More generally, a differential diagnostic procedure is a systematic diagnostic method used to identify the presence of a disease entity where multiple alternatives are possible. This method may employ algorithms, akin to the process of elimination, or at least a process of obtaining information that shrinks the "probabilities" of candidate conditions to negligible levels, by using evidence such as symptoms, patient history, and medical knowledge to adjust epistemic confidences in the mind of the diagnostician (or, for computerized or computer-assisted diagnosis, the software of the system).

Differential diagnosis can be regarded as implementing aspects of the hypothetico-deductive method, in the sense that the potential presence of candidate diseases or conditions can be viewed as hypotheses that physicians further determine as being true or false.

Common abbreviations of the term "differential diagnosis" include DDx, ddx, DD, D/Dx, ΔΔ, or ΔΔ𝛘.[citation needed]

A differential diagnosis is also commonly used within the field of psychiatry/psychology, where two different diagnoses can be attached to a patient who is exhibiting symptoms which could fit into either diagnosis.
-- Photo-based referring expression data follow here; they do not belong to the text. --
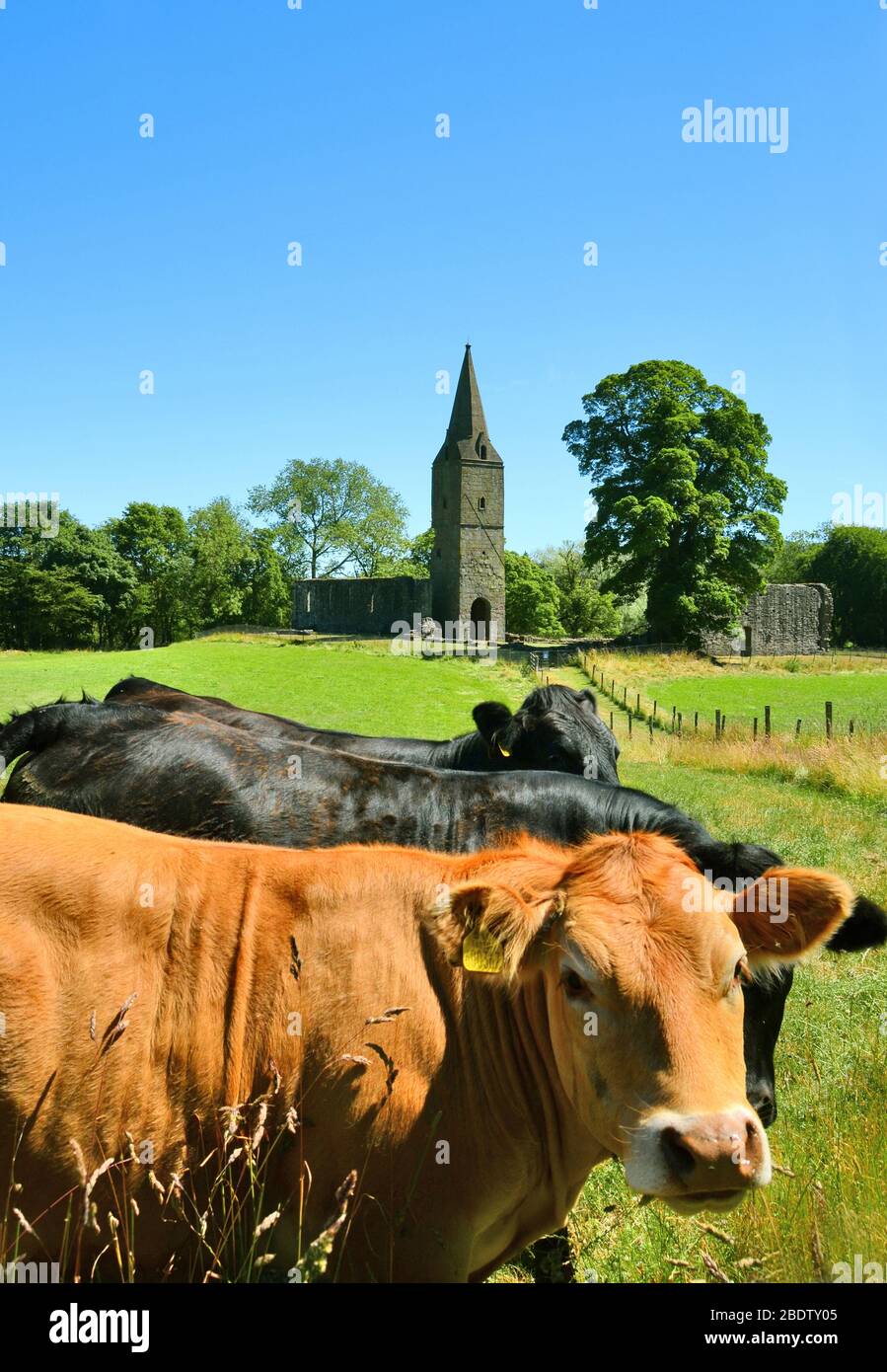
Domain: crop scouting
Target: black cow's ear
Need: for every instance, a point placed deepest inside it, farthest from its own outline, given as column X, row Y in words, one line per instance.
column 864, row 928
column 489, row 717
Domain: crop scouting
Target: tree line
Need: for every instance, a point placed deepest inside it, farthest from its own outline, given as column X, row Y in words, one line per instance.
column 686, row 528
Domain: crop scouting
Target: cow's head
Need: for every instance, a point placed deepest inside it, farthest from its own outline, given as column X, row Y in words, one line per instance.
column 555, row 728
column 640, row 966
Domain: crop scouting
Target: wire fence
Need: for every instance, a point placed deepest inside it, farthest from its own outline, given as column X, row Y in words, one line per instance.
column 651, row 713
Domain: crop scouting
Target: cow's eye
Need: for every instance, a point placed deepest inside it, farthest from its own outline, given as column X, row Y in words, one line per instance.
column 572, row 982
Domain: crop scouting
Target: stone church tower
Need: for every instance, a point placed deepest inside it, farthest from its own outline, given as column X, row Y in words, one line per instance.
column 468, row 516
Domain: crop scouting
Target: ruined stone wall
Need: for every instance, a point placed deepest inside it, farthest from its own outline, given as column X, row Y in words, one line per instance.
column 781, row 620
column 358, row 604
column 790, row 619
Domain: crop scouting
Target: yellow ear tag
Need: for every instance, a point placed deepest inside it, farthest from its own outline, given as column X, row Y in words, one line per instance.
column 481, row 953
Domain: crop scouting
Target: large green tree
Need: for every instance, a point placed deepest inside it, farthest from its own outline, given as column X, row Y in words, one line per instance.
column 531, row 597
column 583, row 609
column 852, row 564
column 686, row 506
column 155, row 541
column 220, row 552
column 332, row 517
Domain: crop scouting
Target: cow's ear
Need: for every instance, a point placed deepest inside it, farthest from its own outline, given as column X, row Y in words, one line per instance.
column 787, row 911
column 489, row 929
column 489, row 717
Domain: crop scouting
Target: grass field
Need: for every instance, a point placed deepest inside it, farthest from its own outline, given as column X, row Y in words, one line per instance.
column 827, row 1202
column 792, row 688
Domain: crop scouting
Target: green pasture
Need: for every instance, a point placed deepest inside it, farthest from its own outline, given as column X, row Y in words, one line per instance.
column 827, row 1200
column 742, row 695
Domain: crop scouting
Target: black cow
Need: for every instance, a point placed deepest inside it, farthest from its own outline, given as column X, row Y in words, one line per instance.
column 183, row 773
column 555, row 728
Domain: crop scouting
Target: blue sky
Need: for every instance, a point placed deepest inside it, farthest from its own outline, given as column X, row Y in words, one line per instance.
column 319, row 125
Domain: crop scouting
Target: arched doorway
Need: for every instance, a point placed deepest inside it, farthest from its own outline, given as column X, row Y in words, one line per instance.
column 481, row 612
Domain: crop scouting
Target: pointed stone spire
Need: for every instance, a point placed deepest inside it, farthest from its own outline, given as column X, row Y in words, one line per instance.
column 467, row 432
column 468, row 412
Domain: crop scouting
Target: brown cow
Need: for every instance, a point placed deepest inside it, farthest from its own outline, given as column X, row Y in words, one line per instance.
column 150, row 981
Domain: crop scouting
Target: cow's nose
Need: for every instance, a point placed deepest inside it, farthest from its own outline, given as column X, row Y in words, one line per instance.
column 763, row 1101
column 714, row 1153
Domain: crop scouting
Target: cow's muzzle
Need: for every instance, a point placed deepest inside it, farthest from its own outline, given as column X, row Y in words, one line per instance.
column 700, row 1163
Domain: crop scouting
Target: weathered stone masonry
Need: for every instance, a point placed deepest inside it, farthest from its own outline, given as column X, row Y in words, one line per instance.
column 468, row 560
column 781, row 620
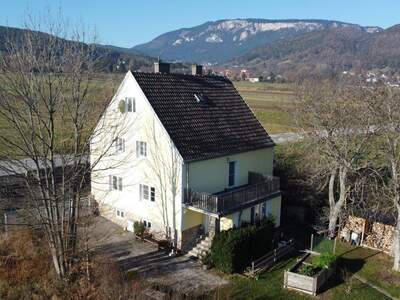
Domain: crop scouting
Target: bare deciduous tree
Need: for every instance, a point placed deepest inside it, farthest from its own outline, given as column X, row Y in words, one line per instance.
column 49, row 116
column 329, row 115
column 384, row 106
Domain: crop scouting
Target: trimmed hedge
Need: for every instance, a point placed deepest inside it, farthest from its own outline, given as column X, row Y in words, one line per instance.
column 233, row 250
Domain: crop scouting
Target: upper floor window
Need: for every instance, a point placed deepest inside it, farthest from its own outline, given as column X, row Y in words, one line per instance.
column 119, row 145
column 144, row 192
column 130, row 104
column 115, row 183
column 147, row 193
column 141, row 149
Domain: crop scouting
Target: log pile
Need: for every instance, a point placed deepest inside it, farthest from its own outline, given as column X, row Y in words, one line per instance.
column 354, row 224
column 380, row 236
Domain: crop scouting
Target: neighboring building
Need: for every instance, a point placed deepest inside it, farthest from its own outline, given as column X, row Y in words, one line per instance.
column 374, row 231
column 244, row 75
column 254, row 79
column 192, row 157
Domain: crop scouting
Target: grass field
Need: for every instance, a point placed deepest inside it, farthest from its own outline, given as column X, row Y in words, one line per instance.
column 369, row 264
column 271, row 103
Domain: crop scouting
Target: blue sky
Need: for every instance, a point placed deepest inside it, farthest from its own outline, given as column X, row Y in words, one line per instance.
column 127, row 23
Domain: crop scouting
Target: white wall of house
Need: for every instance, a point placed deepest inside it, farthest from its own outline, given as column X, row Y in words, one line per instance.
column 212, row 175
column 161, row 168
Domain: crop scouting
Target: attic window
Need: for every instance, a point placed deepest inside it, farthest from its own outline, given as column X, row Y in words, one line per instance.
column 199, row 98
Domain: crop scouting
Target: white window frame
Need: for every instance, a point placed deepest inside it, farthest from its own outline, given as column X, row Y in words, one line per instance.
column 146, row 223
column 130, row 104
column 144, row 191
column 141, row 149
column 119, row 213
column 115, row 183
column 119, row 145
column 235, row 173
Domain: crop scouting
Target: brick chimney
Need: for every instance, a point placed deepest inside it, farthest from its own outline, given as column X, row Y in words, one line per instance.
column 197, row 70
column 161, row 67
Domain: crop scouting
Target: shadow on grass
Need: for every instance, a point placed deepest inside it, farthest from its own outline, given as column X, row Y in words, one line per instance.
column 345, row 267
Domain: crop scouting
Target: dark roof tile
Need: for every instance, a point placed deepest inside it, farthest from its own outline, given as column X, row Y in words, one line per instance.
column 220, row 125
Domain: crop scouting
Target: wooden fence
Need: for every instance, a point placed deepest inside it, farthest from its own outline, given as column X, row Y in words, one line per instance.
column 268, row 260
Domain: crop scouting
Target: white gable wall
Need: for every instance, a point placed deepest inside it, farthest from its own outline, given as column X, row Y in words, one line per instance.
column 162, row 168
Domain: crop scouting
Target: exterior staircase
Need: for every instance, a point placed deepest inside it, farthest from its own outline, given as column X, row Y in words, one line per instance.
column 202, row 248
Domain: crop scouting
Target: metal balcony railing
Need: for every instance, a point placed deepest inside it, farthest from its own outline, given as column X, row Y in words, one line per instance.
column 234, row 199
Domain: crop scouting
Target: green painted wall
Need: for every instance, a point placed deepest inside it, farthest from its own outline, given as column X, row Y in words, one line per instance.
column 229, row 221
column 191, row 218
column 212, row 175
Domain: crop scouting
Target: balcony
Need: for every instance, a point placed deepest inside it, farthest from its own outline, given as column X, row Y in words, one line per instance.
column 259, row 189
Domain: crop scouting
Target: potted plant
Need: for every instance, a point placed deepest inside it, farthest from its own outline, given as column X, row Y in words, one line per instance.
column 206, row 261
column 139, row 229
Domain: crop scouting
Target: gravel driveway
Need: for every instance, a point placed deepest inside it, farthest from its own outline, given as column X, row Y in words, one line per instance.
column 179, row 273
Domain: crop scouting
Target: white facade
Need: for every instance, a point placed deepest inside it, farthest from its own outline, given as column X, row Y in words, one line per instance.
column 143, row 175
column 139, row 175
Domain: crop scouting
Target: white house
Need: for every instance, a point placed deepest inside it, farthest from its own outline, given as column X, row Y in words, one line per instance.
column 187, row 157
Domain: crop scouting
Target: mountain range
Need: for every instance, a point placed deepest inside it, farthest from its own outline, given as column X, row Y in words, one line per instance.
column 291, row 48
column 110, row 59
column 219, row 41
column 325, row 53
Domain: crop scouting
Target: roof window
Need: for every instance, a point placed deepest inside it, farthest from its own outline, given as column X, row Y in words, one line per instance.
column 199, row 98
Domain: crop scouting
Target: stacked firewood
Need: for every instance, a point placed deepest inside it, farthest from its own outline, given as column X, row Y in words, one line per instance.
column 380, row 236
column 354, row 224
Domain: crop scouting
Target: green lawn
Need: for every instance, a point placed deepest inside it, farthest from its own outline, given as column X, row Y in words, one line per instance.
column 271, row 103
column 374, row 266
column 270, row 286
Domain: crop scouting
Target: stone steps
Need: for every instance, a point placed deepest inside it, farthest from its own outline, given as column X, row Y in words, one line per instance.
column 201, row 249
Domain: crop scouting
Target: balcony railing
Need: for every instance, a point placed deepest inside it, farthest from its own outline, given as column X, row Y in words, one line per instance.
column 234, row 199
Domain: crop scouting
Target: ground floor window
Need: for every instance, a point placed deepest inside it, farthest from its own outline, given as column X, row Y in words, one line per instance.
column 120, row 213
column 147, row 224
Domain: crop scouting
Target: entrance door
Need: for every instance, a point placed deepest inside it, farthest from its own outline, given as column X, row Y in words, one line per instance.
column 253, row 215
column 232, row 173
column 209, row 224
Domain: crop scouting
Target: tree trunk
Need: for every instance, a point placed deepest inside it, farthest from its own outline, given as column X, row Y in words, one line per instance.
column 335, row 207
column 396, row 243
column 396, row 203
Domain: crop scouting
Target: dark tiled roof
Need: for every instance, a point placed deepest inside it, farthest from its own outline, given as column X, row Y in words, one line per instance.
column 222, row 124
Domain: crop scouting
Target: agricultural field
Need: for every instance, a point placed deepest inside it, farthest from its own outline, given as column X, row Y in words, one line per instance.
column 271, row 102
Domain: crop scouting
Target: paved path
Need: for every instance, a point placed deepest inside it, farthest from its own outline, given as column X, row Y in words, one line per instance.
column 179, row 273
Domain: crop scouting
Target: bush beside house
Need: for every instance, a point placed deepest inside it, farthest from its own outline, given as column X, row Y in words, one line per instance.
column 234, row 250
For example, a patient who has been diagnosed with bipolar disorder may also be given a differential diagnosis of borderline personality disorder, given the similarity in the symptoms of both conditions.

Strategies used in preparing a differential diagnosis list vary with experience of the healthcare provider. While novice providers may work systemically to assess all possible explanations for a patients concerns, those with more experience often draw on clinical experience and pattern recognition to protect the patient from delays, risks, and cost of inefficient strategies or tests. Effective providers utilize an evidence-based approach, complementing their clinical experience with knowledge from clinical research.[2]